Saturday, February 28, 2009

Dreams



JoAnn, 1961




Queen B was blogging about her dreams and asked what folks dreamt about. While I don't feel comfortable commenting on her page, as I am just one of her blog stalkers and by-the-by, she is just great, I thought I would do a little dream sequence here.

I rarely remember my dreams and usually go with the "I don't dream" statement. But in the last few months I have had the same dream a few times over. It is one of those dreams that is so real that you wake up expecting the dream to continue on and be true, but it can't, it never could be.

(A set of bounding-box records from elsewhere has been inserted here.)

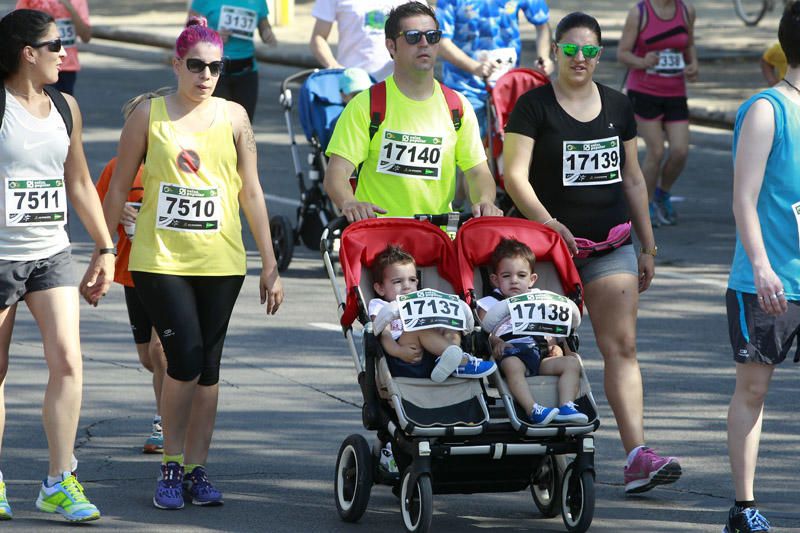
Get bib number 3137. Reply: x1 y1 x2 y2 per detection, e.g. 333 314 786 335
156 182 221 233
506 293 572 337
5 178 67 227
397 289 466 331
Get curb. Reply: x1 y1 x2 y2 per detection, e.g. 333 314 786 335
92 25 736 130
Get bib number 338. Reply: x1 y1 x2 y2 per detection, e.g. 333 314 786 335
397 289 466 331
156 182 221 233
506 293 572 337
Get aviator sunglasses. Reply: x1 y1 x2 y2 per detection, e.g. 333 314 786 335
397 30 442 44
556 43 603 59
186 57 225 78
30 37 61 52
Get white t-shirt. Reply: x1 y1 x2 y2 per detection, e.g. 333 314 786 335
0 92 70 261
311 0 427 81
367 298 403 340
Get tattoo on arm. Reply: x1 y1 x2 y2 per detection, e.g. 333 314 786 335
243 121 256 154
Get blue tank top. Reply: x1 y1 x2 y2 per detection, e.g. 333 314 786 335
728 89 800 300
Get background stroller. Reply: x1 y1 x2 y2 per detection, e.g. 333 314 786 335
486 68 550 214
323 215 599 532
270 69 366 271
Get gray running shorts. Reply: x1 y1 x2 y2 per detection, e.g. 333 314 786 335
575 244 639 285
0 246 76 309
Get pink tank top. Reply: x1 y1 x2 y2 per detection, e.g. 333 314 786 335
626 0 689 96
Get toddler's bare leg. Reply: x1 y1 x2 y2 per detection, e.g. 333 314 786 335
500 357 535 416
539 356 581 405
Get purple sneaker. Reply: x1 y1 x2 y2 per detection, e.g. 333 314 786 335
153 461 183 509
625 446 681 494
183 466 222 507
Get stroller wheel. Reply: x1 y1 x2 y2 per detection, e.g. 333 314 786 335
531 455 566 518
334 435 374 522
561 462 594 533
269 215 294 272
400 465 433 533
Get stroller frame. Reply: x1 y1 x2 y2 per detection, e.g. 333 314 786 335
321 215 599 532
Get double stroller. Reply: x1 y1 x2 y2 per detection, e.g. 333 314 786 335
270 69 358 271
322 215 600 532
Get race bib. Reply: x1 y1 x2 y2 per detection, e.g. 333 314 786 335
647 48 686 76
218 6 258 41
562 137 622 187
506 292 572 337
397 289 466 331
56 19 78 48
6 178 67 227
475 48 517 85
376 130 443 180
156 182 222 233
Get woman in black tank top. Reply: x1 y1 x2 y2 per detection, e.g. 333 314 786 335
504 13 680 492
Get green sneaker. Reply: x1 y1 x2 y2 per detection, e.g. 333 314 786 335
36 472 100 522
0 481 14 520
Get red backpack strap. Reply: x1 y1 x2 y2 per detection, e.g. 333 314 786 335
439 82 464 131
369 81 386 141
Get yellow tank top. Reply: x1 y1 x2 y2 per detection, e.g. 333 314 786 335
129 97 246 276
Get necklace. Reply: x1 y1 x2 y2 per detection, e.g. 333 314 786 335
783 78 800 94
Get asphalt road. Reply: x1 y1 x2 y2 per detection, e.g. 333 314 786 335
0 41 800 532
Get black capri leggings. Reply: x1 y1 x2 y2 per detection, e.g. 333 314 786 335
125 285 153 344
131 272 244 386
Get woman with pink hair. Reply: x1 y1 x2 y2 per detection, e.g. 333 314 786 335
99 17 283 509
17 0 92 94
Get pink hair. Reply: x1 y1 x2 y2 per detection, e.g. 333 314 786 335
175 17 222 58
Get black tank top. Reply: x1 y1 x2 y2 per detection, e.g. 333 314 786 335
506 83 636 242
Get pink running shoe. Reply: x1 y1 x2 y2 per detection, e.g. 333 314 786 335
625 446 681 494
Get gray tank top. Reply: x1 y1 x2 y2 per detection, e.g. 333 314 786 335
0 91 70 261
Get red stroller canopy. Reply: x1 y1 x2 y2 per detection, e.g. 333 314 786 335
456 217 583 310
339 217 461 327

I dream that I bump into my Mom outside. She is young and beautiful and not plagued with cancer and I am SO happy to see her. Frantically happy.

The conversations are always the same:

Mrs.O: Mom, there you are, you look great, where have you been? I've missed you, we gotta go now, everyone wants to see you. Come on.
Mom: I'm fine, I've just been over here.
Mrs. O: Ok (whatever, come on) Let's go, we gotta go now Mom.
Mom: I can't stay and I have to go now.

Then I wake up with a start and of course, she isn't here. There isn't anything much worse than losing your mother, but I think that those microseconds that pass right before I am fully awake and I think she is actually still with us, well those seconds of hope followed by despair rank right up there with some of the worst things I have ever had to deal with in this life.

Well that was down right depressing and I'm sorry, but then the glass here is always half-full. But no matter what anyone else thinks or says on this subject, I believe that it is her little way of letting me know that she is doing just fine on the other side. On this side though....there are times that....I miss her so much it hurts to breathe. If you can't tell - this is one of those times.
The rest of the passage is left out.